Cultivating Community: Using Service Learning in STEM Courses
Penny Lyter, UW Parkside
Service learning (community-based learning) is identified as a high-impact practice according to the National Leadership Council for Liberal Education and America’s Promise (LEAP) (AAC&U, 2007). These deep approaches to learning are important because students who participate in these approaches tend to have higher grades and are able to retain, integrate and transfer information at a higher level (Kuh, 2008). This project incorporated service learning into entry level STEM courses related to nutrition and food. Primary goals of the overall project included: 1) More students retained and succeed in STEM courses and programs, 2) Service learners remain involved with the community partner after completing the course and 3) Kenosha and Racine Counties will see increased availability and consumption of healthy, locally-grown food. A total of 243 students participated in STEM service-learning projects in the surrounding communities during the year-long project. Several evaluation methods were used including a Midwest Campus Compact Citizen Scientist Initiative Student Survey, faculty and community partner surveys, and faculty and community partner telephone interviews. As a whole, students reported enhanced learning and interest in STEM as a result of service-learning. Responses indicated that 87% of students felt the use of service-learning enhanced their understanding of the scientific elements of the course, 64% of students reported increased interest in STEM after participation in the course, and 92% of students felt the use of service-learning enhanced their understanding of food and nutrition. While only 25% of students indicated their intention to enroll in at least one additional STEM course after the current one (54% of students were not sure), 76% of the students actually did enroll in another STEM course the semester after completing the service-learning course. This presentation will focus primarily on the outcomes related to student retention and success with a discussion on lessons learned.

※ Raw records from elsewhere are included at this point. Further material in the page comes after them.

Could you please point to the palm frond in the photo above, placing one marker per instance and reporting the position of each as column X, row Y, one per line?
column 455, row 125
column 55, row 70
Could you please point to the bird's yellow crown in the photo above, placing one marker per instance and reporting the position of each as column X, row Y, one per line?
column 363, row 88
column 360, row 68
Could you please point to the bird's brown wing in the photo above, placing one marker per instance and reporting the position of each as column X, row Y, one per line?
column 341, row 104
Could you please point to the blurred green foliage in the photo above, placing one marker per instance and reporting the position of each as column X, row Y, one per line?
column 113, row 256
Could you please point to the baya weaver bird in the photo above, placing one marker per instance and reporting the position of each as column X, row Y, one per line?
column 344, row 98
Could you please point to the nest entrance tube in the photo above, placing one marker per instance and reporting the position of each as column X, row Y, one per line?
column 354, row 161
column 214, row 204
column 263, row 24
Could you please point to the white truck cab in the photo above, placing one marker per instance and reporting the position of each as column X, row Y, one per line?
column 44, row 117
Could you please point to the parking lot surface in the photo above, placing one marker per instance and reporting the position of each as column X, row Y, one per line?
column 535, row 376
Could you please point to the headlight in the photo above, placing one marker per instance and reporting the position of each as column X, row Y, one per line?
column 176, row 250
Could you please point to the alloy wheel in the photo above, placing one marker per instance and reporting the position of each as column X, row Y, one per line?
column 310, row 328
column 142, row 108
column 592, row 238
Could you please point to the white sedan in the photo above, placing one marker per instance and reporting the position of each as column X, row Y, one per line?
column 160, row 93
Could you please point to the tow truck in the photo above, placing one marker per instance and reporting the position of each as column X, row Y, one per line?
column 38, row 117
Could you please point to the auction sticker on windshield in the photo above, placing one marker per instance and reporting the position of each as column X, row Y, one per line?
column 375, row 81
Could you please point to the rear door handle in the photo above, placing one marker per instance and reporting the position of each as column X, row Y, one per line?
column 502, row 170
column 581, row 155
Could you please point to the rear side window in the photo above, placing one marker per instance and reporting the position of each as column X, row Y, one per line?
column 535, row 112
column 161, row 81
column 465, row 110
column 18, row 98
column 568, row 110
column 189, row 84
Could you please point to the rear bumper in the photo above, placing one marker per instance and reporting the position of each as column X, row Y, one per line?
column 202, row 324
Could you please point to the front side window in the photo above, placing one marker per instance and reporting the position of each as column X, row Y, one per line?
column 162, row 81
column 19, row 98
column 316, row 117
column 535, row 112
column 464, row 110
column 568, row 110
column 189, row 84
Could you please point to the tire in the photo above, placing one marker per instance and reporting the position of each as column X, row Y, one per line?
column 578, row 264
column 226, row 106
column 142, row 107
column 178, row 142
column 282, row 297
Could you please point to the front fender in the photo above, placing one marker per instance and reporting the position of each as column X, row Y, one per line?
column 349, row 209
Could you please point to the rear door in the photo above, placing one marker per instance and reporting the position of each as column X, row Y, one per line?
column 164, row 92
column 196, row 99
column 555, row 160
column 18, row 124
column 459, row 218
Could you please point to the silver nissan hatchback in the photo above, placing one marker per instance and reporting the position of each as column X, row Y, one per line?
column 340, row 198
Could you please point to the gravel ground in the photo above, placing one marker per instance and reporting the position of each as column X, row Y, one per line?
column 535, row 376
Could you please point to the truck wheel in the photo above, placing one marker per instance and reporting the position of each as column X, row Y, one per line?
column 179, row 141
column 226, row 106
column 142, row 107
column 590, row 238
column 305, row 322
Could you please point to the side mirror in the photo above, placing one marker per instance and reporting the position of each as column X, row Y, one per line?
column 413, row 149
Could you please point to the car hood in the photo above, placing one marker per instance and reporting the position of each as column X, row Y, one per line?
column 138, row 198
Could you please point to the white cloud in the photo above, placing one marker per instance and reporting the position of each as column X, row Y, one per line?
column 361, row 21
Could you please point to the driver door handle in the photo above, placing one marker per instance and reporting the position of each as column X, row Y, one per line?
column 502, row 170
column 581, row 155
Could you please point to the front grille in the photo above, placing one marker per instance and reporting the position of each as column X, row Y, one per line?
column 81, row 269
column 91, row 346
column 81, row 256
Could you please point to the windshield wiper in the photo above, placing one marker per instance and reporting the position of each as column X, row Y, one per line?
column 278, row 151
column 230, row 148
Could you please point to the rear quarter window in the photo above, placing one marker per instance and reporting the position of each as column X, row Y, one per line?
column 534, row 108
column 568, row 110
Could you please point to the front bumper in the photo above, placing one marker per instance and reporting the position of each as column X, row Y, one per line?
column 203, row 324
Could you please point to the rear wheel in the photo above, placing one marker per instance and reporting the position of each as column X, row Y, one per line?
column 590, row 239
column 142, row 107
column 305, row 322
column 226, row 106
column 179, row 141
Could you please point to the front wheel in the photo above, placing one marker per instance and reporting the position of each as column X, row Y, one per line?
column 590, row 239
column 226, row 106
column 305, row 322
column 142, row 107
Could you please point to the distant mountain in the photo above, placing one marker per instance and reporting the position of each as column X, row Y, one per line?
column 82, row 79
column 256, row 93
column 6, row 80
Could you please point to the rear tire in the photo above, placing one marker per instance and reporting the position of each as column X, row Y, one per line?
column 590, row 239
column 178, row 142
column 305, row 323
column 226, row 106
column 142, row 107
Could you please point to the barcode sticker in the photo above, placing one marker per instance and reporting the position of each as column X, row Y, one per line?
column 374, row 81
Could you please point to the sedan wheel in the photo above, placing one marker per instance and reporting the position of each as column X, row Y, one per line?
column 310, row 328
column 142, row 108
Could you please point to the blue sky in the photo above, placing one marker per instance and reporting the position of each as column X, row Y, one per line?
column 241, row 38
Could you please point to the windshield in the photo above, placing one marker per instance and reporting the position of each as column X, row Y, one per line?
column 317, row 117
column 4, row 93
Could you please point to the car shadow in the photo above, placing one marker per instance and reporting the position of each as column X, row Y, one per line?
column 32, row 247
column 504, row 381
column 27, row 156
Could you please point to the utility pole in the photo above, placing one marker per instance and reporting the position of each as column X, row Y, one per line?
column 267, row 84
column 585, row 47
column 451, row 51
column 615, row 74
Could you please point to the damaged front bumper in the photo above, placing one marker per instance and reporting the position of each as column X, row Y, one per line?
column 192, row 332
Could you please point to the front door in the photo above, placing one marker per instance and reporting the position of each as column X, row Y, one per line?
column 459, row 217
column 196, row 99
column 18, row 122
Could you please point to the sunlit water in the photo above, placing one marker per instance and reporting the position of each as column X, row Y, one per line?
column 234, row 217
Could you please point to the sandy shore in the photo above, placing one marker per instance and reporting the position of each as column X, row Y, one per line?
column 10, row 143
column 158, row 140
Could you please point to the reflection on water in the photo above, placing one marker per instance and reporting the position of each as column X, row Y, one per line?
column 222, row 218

DI-versity in Math: Gaming to Promote Exposure! A middle school and high school math day for girls at UWEC
Dandrielle Lewis, UW Eau Claire
Sonia Kovalevsky (SK) was the first woman appointed to a full professorship in Northern Europe. SK Days have been organized by the Association of Women in Mathematics to encourage colleges and universities to develop more cooperation with middle schools and high schools in their area. The ultimate goals of our SK Day were to encourage young women to pursue careers in Mathematics and to assist them in transitioning between middle school and high school and high school and college Mathematics. In this talk, I plan to discuss how we achieved our goals by developing engaging student and teacher workshops, a math competition, a diverse panel of professional females, and by creating an atmosphere for middle school and high school students to network with mathematicians and college students. Further plans are to discuss assessments of the impact of our SK Day and strategies that were effective and ineffective.